The age-velocity dispersion relation of the Galactic discs from LAMOST-Gaia data

Abstract

We present the age-velocity dispersion relation (AVR) in three dimensions in the solar neighbourhood using 3,564 commonly observed sub-giant/red-giant branch stars selected from LAMOST, which gives the age and radial velocity, and Gaia, which measures the distance and proper motion. The stars are separated into metal-poor ( [Fe/H]<-0.2\,dex and metal-rich ( [Fe/H]>-0.2\,dex) groups, so that the metal-rich stars are mostly α-poor, while the metal-poor group are mostly contributed by α-enhanced stars. Thus, the old and metal-poor stars likely belong to the chemically defined thick disc population, while the metal-rich sample is dominated by the thin disc. The AVR for the metal-poor sample shows an abrupt increase at 7\,Gyr, which is contributed by the thick disc component. On the other hand, most of the thin disc stars with [Fe/H]>-0.2\,dex display a power-law like AVR with indices of about 0.3--0.4 and 0.5 for the in-plane and vertical dispersions, respectively. This is consistent with the scenario that the disc is gradually heated by the spiral arms and/or the giant molecular clouds.
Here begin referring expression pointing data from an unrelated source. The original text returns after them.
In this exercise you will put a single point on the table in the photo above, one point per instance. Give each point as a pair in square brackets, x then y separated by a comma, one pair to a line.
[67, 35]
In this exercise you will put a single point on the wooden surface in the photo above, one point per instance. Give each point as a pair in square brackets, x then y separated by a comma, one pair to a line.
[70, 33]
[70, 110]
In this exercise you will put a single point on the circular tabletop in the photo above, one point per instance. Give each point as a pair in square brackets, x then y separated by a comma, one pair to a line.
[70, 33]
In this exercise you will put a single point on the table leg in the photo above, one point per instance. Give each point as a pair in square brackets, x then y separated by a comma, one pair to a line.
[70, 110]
Moreover, the older thin disc stars (>7\,Gyr) have a rounder velocity ellipsoid, i.e. σφ/σ z is close to 1.0, probably due to the more efficient heating in vertical direction. Particularly for the old metal-poor sample located with |z|>270\,pc, the vertical dispersion is even larger than its azimuthal counterpart. Finally, the vertex deviations and the tilt angles are plausibly around zero with large uncertainties.